The capacity to produce institutional change through authority that is governed, accountable, and structurally sound.

Power

Power is the capacity to produce institutional change through authority. It is not influence, persuasion, or coercion alone; it is the structural ability to make decisions that alter outcomes and to enforce their consequences. Power without governance is force. Power within governance is institutional capability. The question is never whether power exists -- it always does -- but whether it is governed or feral.

Governed power builds. Ungoverned power consumes.

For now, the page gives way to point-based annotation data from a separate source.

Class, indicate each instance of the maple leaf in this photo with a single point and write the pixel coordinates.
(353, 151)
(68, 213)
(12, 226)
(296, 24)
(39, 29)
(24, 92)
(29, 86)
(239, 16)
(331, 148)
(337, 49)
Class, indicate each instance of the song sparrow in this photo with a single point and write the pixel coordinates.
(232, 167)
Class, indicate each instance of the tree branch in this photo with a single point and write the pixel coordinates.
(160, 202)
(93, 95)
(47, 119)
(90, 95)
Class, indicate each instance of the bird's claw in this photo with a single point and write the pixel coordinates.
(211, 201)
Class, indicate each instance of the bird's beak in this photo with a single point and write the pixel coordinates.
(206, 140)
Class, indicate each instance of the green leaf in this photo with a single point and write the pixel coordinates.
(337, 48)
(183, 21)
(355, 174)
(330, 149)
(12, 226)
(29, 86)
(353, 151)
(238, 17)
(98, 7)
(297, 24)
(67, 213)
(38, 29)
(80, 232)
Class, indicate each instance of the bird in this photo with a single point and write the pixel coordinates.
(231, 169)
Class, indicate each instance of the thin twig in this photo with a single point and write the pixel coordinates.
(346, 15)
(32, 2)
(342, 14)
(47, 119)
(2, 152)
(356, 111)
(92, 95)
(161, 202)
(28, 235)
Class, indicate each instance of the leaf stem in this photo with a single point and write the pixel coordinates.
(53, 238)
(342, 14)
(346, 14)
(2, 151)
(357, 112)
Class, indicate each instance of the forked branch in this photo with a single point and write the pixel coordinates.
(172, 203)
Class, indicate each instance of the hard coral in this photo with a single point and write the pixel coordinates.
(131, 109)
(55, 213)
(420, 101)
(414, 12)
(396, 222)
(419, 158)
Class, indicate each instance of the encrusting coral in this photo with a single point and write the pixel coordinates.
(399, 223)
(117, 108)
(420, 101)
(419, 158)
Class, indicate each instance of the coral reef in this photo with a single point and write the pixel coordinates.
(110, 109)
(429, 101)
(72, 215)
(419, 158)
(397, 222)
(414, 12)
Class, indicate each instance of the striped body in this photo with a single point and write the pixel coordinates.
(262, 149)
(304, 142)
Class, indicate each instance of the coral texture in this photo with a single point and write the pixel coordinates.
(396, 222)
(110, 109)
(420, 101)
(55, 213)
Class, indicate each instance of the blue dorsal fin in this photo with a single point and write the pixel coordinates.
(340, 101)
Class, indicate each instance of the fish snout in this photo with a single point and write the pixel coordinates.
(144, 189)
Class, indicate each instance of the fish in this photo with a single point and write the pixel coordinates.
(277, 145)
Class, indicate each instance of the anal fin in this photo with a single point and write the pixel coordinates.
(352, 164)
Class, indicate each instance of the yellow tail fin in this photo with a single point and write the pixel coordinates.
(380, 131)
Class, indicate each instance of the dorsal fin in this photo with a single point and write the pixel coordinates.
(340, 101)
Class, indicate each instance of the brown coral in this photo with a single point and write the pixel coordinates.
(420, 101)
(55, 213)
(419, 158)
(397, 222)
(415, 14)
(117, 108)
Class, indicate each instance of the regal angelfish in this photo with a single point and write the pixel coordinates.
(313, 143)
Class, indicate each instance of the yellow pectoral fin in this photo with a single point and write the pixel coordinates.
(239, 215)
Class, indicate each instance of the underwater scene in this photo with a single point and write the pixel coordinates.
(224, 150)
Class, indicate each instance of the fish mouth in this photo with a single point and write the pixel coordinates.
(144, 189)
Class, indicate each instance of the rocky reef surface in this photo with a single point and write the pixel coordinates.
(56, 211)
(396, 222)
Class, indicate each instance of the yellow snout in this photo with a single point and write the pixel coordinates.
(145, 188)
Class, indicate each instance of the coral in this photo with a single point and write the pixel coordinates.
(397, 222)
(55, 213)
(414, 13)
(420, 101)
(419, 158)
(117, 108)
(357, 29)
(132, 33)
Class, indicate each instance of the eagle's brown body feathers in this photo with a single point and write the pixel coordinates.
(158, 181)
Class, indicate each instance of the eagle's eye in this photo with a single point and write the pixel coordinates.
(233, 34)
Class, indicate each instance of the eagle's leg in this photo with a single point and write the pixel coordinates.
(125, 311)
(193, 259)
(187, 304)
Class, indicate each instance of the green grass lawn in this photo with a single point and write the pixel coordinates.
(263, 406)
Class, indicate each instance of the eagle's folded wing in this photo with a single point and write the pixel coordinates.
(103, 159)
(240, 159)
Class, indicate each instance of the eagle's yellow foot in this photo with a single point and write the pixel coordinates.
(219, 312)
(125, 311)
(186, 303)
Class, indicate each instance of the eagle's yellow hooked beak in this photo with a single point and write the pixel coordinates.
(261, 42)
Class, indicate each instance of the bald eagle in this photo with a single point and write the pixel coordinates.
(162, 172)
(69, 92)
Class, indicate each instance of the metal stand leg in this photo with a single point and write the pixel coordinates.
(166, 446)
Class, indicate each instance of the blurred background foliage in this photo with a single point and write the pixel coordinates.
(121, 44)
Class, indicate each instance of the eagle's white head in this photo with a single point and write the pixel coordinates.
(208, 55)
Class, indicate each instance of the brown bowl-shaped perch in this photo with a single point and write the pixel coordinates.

In decision infrastructure

Power operates as the executive function of the decision system. Decision infrastructure maps power explicitly: who holds it, over what domain, under what constraints, and subject to what accountability. Governed power is bounded, documented, and revocable. It flows through defined channels, not informal networks. Decision infrastructure prevents power concentration by requiring that authority be distributed according to competence and accountability, not proximity to leadership. Power must be exercised within the system's rules, and the system must be capable of constraining those who hold the most of it.

Failure pattern

When power is ungoverned, it accumulates at the centre and decision quality degrades because challenge becomes impossible. When power is diffused without structure, paralysis results -- no one has sufficient authority to act. The most corrosive failure is shadow power: informal authority that operates outside the documented governance structure, making official decision-making a performance while real choices are made in undisclosed channels.

Practical test

In your institution, can the most powerful decision-maker be overruled by the governance structure -- and has it actually happened?